9.3.2 Evaluation of statistical significance
With the help of statistical significance tests it is possible to test hypotheses formulated a priori with control for type 1 error probability. The convention of speaking of a “statistically significant result” when the p-value is lower than the significance level of 0.05 (p < 0.05) may often be meaningful. Depending on the research question posed and hypothesis formulated, a lower significance level may be required. Conversely, there are situations where a higher significance level is acceptable. The Institute will always explicitly justify such exceptions. A range of aspects should be considered when interpreting p-values. It must be absolutely clear which research question and data situation the significance level refers to, and how the statistical hypothesis is formulated. In particular, it should be evident whether a one- or two-sided hypothesis applies [61] and whether the hypothesis tested is to be regarded as part of a multiple hypothesis testing problem [713]. Both aspects, whether a one- or two-sided hypothesis is to be formulated, and whether adjustments for multiple testing need to be made, are a matter of repeated controversy in scientific literature [240,430].

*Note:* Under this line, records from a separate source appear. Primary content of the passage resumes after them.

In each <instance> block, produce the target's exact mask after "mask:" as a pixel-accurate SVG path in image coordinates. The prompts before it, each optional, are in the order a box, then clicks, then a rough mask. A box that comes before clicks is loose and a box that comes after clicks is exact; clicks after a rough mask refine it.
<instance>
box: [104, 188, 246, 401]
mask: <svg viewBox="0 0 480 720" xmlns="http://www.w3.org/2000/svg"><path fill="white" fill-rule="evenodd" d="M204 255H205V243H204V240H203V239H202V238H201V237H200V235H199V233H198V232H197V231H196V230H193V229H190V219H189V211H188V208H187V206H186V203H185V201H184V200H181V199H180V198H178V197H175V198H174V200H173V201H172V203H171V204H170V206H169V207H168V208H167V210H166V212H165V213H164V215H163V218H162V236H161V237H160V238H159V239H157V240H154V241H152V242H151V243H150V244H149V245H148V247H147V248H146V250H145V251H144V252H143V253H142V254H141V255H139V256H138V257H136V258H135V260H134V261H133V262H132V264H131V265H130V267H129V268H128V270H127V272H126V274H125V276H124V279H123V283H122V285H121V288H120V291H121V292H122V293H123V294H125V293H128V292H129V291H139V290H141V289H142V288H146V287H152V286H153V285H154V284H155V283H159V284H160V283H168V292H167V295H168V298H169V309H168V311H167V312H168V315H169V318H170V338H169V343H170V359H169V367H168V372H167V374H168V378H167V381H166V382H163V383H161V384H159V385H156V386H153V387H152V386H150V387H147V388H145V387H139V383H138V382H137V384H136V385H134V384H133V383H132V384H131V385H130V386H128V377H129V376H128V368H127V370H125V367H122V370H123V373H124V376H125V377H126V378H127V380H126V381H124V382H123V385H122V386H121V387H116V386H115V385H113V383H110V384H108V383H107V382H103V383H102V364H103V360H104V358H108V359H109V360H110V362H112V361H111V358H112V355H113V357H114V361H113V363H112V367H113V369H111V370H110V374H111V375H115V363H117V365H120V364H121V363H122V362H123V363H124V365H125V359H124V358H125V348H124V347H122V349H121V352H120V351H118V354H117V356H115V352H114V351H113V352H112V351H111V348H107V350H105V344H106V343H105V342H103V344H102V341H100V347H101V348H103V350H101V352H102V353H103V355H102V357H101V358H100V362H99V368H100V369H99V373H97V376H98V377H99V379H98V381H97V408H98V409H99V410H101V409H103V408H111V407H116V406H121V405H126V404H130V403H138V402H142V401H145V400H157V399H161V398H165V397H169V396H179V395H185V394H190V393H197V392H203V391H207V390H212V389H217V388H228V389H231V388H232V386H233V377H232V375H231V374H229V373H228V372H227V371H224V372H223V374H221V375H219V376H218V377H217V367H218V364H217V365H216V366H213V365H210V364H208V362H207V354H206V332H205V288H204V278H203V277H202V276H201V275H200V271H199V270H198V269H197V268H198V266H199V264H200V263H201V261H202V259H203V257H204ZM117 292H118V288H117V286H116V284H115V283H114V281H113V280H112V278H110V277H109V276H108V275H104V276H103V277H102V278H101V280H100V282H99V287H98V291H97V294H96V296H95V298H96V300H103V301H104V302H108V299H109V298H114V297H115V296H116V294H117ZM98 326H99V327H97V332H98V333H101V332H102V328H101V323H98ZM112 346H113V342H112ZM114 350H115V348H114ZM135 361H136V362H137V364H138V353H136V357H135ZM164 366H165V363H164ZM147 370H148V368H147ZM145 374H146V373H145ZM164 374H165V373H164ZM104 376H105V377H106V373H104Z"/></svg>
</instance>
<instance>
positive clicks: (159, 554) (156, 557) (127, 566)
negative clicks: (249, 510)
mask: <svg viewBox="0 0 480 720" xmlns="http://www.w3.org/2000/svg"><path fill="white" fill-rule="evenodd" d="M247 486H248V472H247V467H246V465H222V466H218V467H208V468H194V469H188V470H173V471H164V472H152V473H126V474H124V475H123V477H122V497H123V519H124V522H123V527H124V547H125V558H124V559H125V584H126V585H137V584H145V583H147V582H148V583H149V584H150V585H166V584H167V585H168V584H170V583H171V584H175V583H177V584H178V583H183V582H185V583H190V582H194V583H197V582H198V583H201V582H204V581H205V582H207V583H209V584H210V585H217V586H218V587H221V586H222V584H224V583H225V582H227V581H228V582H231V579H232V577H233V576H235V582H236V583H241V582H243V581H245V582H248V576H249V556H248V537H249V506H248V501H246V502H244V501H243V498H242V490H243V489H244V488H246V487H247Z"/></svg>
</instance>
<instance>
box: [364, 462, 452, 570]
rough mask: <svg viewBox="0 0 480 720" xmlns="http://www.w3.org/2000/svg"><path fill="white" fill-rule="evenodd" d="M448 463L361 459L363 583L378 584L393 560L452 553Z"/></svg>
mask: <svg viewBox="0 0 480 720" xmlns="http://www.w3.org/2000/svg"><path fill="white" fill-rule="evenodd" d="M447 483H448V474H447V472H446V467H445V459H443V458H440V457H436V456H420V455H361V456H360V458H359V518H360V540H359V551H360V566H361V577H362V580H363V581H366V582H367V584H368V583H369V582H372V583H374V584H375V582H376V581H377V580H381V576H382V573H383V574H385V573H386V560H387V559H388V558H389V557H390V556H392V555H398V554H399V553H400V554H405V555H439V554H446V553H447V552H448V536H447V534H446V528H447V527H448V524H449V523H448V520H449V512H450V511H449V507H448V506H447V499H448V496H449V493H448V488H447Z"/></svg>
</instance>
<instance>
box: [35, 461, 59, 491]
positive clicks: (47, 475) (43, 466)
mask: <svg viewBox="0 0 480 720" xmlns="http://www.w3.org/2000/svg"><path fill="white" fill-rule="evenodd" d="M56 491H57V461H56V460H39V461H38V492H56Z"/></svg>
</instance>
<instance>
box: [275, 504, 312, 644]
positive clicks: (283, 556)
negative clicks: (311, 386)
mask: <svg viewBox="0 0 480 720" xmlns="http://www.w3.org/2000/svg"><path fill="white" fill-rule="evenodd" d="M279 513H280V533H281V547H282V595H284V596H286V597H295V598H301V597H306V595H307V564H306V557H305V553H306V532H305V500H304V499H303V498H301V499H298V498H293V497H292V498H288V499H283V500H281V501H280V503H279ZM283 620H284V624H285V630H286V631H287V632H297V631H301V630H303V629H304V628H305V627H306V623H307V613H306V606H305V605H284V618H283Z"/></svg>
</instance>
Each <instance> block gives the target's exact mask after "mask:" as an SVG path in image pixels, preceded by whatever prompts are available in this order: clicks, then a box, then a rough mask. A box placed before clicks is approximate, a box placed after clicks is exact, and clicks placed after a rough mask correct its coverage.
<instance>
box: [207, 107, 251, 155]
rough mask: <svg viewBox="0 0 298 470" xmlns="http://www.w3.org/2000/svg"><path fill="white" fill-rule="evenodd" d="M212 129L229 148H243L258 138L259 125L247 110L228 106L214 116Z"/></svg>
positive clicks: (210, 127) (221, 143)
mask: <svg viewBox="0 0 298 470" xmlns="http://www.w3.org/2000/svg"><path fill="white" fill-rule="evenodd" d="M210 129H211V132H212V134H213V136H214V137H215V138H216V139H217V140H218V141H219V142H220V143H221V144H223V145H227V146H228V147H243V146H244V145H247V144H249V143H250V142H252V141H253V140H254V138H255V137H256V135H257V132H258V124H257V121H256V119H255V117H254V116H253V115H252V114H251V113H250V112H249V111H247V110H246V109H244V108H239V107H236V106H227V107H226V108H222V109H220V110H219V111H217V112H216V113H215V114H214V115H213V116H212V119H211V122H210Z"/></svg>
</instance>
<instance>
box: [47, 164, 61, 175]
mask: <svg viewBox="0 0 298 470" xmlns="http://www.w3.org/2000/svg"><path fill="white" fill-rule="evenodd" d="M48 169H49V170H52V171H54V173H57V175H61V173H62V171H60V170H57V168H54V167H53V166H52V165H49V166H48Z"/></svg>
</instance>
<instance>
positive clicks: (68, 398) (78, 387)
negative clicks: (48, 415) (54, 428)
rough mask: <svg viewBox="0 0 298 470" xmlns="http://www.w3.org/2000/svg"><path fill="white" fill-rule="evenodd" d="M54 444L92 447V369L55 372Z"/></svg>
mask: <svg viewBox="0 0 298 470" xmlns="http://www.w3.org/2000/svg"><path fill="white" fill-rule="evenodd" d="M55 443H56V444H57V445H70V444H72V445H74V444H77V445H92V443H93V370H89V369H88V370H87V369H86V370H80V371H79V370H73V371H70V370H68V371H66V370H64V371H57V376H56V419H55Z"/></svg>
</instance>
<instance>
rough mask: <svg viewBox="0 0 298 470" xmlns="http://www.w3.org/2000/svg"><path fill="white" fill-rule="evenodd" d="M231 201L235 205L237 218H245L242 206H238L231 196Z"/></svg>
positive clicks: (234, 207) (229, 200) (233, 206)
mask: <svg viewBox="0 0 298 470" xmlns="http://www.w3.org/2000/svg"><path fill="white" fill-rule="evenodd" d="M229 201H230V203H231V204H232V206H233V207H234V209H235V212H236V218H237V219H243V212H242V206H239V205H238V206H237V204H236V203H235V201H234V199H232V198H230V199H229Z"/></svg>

[Institute for Quality and Efficiency in Health Care (IQWiG) / General Methods - 171 - ]
Regarding the hypothesis formulation, a two-sided test problem is traditionally assumed. Exceptions include non-inferiority studies. The formulation of a one-sided hypothesis problem is in principle always possible, but requires precise justification. In the case of a one-sided hypothesis formulation, the application of one-sided significance tests and the calculation of one-sided confidence limits are appropriate. For better comparability with two-sided statistical methods, some guidelines for clinical trials require that the typical significance level should be halved from 5% to 2.5% [371]. The Institute generally follows this approach. The Institute furthermore follows the central principle that the hypothesis formulation (one- or two-sided) and the significance level must be specified clearly a priori. In addition, the Institute will justify deviations from the usual specifications (one-sided instead of two-sided hypothesis formulation; significance level unequal to 5%, etc.) or consider the relevant explanations in the primary literature.
If the hypothesis investigated clearly forms part of a multiple hypothesis problem, appropriate adjustment for multiple testing is required if the type I error is to be controlled for the whole multiple hypothesis problem [53]. The problem of multiplicity cannot be solved completely in systematic reviews, but should at least be considered in the interpretation of results [48]. If meaningful and possible, the Institute will apply methods to adjust for multiple testing. In its benefit assessments (see Section 3.1). The Institute attempts to control type I errors separately for the conclusions on every single benefit outcome. A summarizing evaluation is not usually conducted in a quantitative manner, so that formal methods for adjustment for multiple testing cannot be applied here either.
The Institute does not evaluate a statistically non-significant finding as evidence of the absence of an effect (absence or equivalence) [17]. For the demonstration of equivalence, the Institute will apply appropriate methods for equivalence hypotheses. In principle, Bayesian methods may be regarded as an alternative to statistical significance tests [670,671]. Depending on the research question posed, the Institute will, where necessary, also apply Bayesian methods (e.g. for indirect comparisons, see Section 9.3.8).